Carbon dioxide emissions through the combustion of fossil fuels worldwide are the main cause of the current climate change. Land use, mainly forest logging, also contributes. Global carbon dioxide emissions have increased gradually, and today amount to approximately 35 billion tonnes per year. The carbon dioxide content of the air has increased by about 50 percent since pre-industrial times, and it continues to rise by about 0.4 percent per year. Other greenhouse gases such as nitrous oxide (nitrous oxide) have increased by about 20 percent, and methane content by about 150 percent.
Natural factors
The climate on earth is affected by natural phenomena such as volcanic eruptions, it is affected by the sun’s activity and by changes in the earth’s movements around the sun and around its own axis. That the temperature began to rise during the first decades of the 20th century may have been partly due to increasing solar activity and decreasing volcanism. In recent decades, however, solar activity has been relatively low, while volcanism has increased. Both of these changes have a cooling effect. Nevertheless, warming has continued, a warming that can only be explained by human impact through greenhouse gas emissions and changed land use.
Greenhouse gas emissions
In addition to carbon dioxide, we release several other greenhouse gases. These include primarily methane and nitrous oxide, but also a number of fluorinated gases, including chlorofluorocarbons (also called CFCs or freons). All of these substances are emitted in far smaller quantities than carbon dioxide, but since they are considerably more efficient as greenhouse gases calculated per tonne, they still make significant contributions to the greenhouse effect.
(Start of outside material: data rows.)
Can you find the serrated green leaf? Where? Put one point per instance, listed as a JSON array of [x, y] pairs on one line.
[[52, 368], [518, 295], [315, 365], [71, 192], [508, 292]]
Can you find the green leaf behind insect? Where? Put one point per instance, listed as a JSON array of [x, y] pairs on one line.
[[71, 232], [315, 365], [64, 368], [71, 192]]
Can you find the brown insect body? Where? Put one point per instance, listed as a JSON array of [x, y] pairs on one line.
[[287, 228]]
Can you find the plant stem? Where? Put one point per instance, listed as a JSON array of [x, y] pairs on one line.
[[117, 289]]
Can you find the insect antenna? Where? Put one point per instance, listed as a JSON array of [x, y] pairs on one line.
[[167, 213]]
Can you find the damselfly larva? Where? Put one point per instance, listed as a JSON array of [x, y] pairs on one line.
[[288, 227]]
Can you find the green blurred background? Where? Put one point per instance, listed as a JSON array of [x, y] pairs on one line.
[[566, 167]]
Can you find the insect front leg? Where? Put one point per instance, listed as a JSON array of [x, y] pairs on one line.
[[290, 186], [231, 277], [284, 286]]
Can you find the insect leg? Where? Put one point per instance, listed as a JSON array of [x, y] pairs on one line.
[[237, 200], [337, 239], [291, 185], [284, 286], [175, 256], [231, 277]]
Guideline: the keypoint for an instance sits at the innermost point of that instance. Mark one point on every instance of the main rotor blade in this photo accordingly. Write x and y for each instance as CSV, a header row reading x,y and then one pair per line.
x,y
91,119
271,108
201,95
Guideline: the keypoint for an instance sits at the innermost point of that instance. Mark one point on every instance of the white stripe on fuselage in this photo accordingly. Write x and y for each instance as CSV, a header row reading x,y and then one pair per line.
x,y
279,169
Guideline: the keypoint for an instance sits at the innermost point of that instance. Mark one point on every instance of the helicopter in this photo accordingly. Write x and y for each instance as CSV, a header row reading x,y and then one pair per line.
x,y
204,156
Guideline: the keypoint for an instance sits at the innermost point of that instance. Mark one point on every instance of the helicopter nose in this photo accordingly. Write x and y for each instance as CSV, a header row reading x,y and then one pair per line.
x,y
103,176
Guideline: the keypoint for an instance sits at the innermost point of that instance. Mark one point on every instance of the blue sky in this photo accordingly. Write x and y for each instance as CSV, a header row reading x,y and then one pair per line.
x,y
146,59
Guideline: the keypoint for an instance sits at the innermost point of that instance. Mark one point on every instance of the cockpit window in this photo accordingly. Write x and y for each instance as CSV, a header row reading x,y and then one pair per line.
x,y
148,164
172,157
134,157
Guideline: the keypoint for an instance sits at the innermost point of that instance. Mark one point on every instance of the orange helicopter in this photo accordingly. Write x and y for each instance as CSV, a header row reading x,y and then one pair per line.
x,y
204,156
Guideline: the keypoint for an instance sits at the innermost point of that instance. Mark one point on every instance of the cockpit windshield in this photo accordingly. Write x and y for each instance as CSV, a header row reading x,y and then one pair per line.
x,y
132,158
Read more on the page “Other greenhouse gases”.
Particles hide heating
The amplification of the greenhouse effect that we humans have achieved explains the ongoing warming. In fact, greenhouse gas emissions could have raised the temperature even more than what has happened so far. But humans also release pollutants that form particles in the atmosphere, and most such particles have a cooling effect on the climate. In this way, they hide some of the warming effect of greenhouse gases.
Continued temperature rise to wait
In the industrialized countries, particle emissions were particularly high during the decades leading up to the Second World War. This should be an important explanation for why the warming of the Northern Hemisphere temporarily slowed down during the period 1945–1975.
In the southern hemisphere, particle emissions have been smaller, and the temperature has risen at an even rate. In recent years, particle emissions from industrialized countries have decreased, and the warming effect of greenhouse gases has therefore been able to break through with increased force even in the Northern Hemisphere.